Koyun Postuna Bürünmüş Kurt - 4

@sukunettekelimeler

Karakol. Telsiz sesleri. Üniformalı onlarca polis. Korku. Gürültü. Stres.

Al işte, gelmişlerdi çoktan karakola. Hayır yani severek gideceği bir yer olsa yollar bitmezdi ama hiç gelesi yoktu ya nasıl da kendini hemen binanın içinde buluvermişti! Zaman mekan devir devran hepsi düşmandı mübarek.

Üstelik o kızdan, kız da ondan şikayetçi olduğu için bir türlü anlaşamamışlardı. Kız yine Asude'yi delirtmiş, Asude de inat edip şikayetini geri çekmeyeceğini söylemişti. Eh, korkacağı bir şey de yok sayılırdı çünkü birazdan kameralara bakıp Asude'nin suçsuz olduğunu göreceklerdi. Kızın burnu biraz sürter, Asude de derin bir nefes alıp eve giderdi. Pardon, dedesine. Çünkü bugün orada kalacaktı.

Her neyse, planı buydu ama hayat her zamanki gibi onun planlarına burun bükmüştü. Dükkandaki, olayların yaşandığı yeri gören güvenlik kameraları bozuktu! Çalışıyor olsa da Asude'nin yararına şahitlik etse şaşırır kalırdı zaten!

Bu haberi ona veren genç polise gergince baktı. Her an bir yerden babası ya da amcası çıkar diye diken üstündeydi. Ortalığı kolaçan edip duruyordu. Hatta sürekli etrafa bakınmasını onunla ilgilenen polis memurunun yanlış anlayıp kaçacağını falan düşünmesine bile ihtimal vermişti. Ama neyse ki adam böyle bir düşünceye kapıldığına dair bir davranışta bulunmamıştı. Asude'nin evhamıydı.

"Şimdi ben şikayetimi geri çekmezsem, o da çekmezse, rezarethanede mi kalacağız yani?" dedi merakla adamın yeşil gözlerine bakarak.

"Siz bir suçunuz olmadığını söylediniz. İfadeniz doğruysa ve doğrulanırsa, sizin için bir sıkıntı olmayacak. Endişelenmeyin."

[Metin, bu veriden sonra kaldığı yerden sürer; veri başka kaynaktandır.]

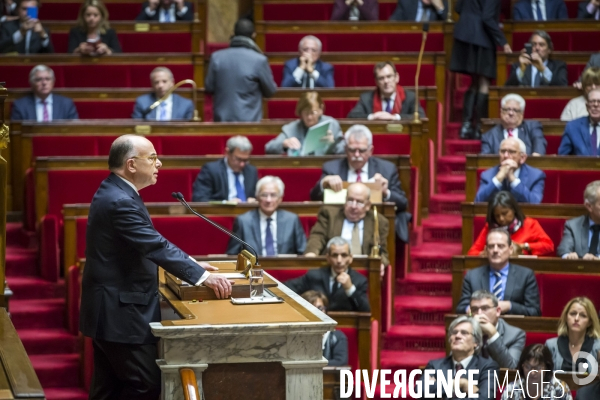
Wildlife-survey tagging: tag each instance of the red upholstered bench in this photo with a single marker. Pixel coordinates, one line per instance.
(334, 42)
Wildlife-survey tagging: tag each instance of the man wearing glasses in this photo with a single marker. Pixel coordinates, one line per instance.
(514, 286)
(231, 179)
(269, 230)
(525, 183)
(360, 166)
(512, 125)
(346, 289)
(582, 135)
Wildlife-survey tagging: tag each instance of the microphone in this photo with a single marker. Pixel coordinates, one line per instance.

Nasıl endişelenmesindi yahu? Kudret ve Kasım Baymak bu koridorlarda cirit atan iki delifişekti! Onların gözüne görünürse bitmişti! Tam anlamıyla bitmişti. Ah ah! Babası hiç gelemezdi ufak da olsa böyle olaylara karışmasına.

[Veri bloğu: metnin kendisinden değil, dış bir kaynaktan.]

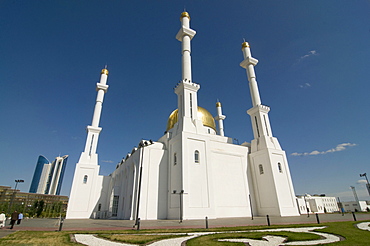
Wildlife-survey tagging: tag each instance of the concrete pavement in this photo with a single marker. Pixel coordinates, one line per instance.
(100, 224)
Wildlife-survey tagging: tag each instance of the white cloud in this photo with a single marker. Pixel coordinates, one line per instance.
(310, 53)
(362, 181)
(339, 147)
(305, 85)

''Ama Yiğit bey, kadı anlatışa göre fetva verirmiş. Ben de buna inanırım. Haksız kişi, kendisi şuradaki kız olur, olayı kendisini haklı gibi göstererek anlatırsa dinleyen ona hak verir. Ben bundan korkuyorum. Her şeyi beklerim ondan. O potansiyel var. Koyun postuna bürünmüş kurt gibi maşallah!''

Yiğit komiser sessiz kalırken Derman komiser kahkahayla gülmüştü. Uğraştığı evraktan başını kaldırdı ve dönüp Asude'ye baktı.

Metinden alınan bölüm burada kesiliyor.